Welcome to the Ultimate NLP Notebook Collection! This repository is your one-stop resource for mastering the entire workflow of Natural Language Processing (NLP), from raw text to powerful machine learning and deep learning solutions—all through hands-on Jupyter notebooks.
Dive into practical NLP using real-world techniques, clear step-by-step code, and powerful models! Whether prepping text, building ML pipelines, or experimenting with deep learning, this repo is designed for students, researchers, and competitive coders eager to sharpen their NLP toolkit.
| Notebook | Focus |
|---|---|
| NLP_Preprocessing.ipynb | All-in-one guide to tokenization, stopword removal, stemming, lemmatization, n-grams, and more. |
| NLP_ML.ipynb | Classical ML for NLP: BOW, TF-IDF, SVM, Logistic Regression, Naive Bayes, plus evaluation metrics and visualizations. |
| NLP_DL.ipynb | Deep learning for text: CNNs, RNNs, LSTMs, transformers, embeddings, and advanced evaluation. |
- End-to-end workflows—from preprocessing to advanced model deployment.
- Real code, real results. Every step is demonstrated on real data, with explanations and visualizations.
- Modular design—use each notebook independently or as a complete pipeline.
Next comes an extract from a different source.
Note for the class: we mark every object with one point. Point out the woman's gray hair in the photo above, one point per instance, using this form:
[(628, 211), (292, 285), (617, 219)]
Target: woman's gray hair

- Thoroughly commented so you can learn by reading or tinkering.
- Clone this repo and open with Jupyter Notebook.
- Install requirements (
pip install -r requirements.txt) as needed. - Jump into any notebook—follow the markdown cells for a guided experience, and edit code for your own data or language!
- University students completing assignments or research projects.
- ML engineers and data scientists prototyping NLP workflows.
- Anyone aiming to level up their text analytics game.